Wednesday

when it's time

No. I won't be playing your game forever. You can't tell me not to fall in love so that you could have me until you want to. No. I am not your doll, There's no you written on me. We are just a phase, a loop, ghosts playing around. To the world we don't exist, and to the world we will never be. I will come and go as I may and so will you. We are not each other's lighthouse nor are we each other's ship. We're just tides, it's there for fun, for surfing, and a signal the water's still there. But we will pass and nobody will care of it no more. That's what you and I are, non-existance.

Sunday

a weird occurence

Hey you, isn't it just weird? How I never really notice how I feel until I saw you with her the whole night and morning after? I guess I like trippin' with you better than I liked it with him.

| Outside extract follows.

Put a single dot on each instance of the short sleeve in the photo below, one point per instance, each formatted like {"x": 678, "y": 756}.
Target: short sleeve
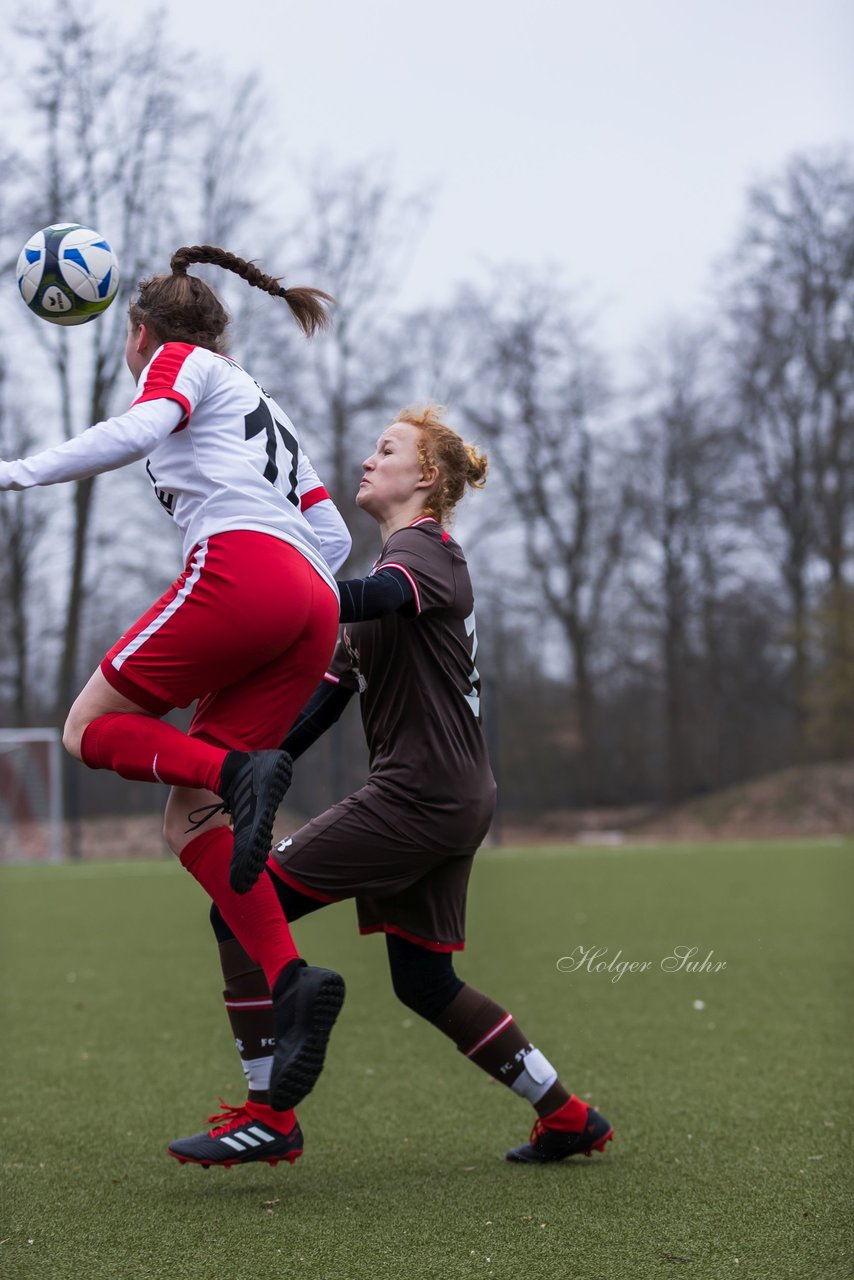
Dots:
{"x": 423, "y": 554}
{"x": 174, "y": 374}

Well oh whatever, feelings can come and eventually will go, and so far confusion is my life story.

I hope the night never ends. I want to feel happy and content in someone's arms. Feel like the lucky girl you shared your world with. Whoever you are. Well, if you're looking, please don't quit. Because I so wish you'd find me, and make me believe in love once again.

Wednesday

Love Replica

I know this is as far as it gets. I know it's as real as the skin I'm wearing. You make me turn into one whole bad person I avoided to be, I once hated, I promised I'd never become. I'm more selfish than I'd ever knew. Every time you open up a little bit more, I get sucked in a little deeper into your blackhole. Deep enough, my heart will burst into pixie tiny dust. I wished I knew you earlier.... or later. It's like volunteering for a homocide. I am after all, just that wild girl who fills in that empty space... an empty space you don't mind leaving. Like firefighter trucks every boy keeps up in the attic for years and years and will never bother peeking at once they get married. I am that firefighter truck, to watch and live your wildest fantasy. Fantasy, never your reality. She is. She is the tatoo on your skin, forever carved in, like blood through your veins. In a way I wished I could take her spot. But Im not mean enough. And I know, your real happiness is with her. I am not that girl to destroy your happiness. But just for a while, I would love to have those memories. Just for some time.

Tuesday

Denial denied

you found it than you dont. you nurture it, only to find out that it's torturing your spine, making you weighing more than you should. What would you choose? A selfish act that will hurt you and another person for a little taste of heaven, or an act that will make you seem loyal, but vulnerable, and could just be an act of stupidity? To tell of, both options equals to stupidity. Silly heart, silly silly heart.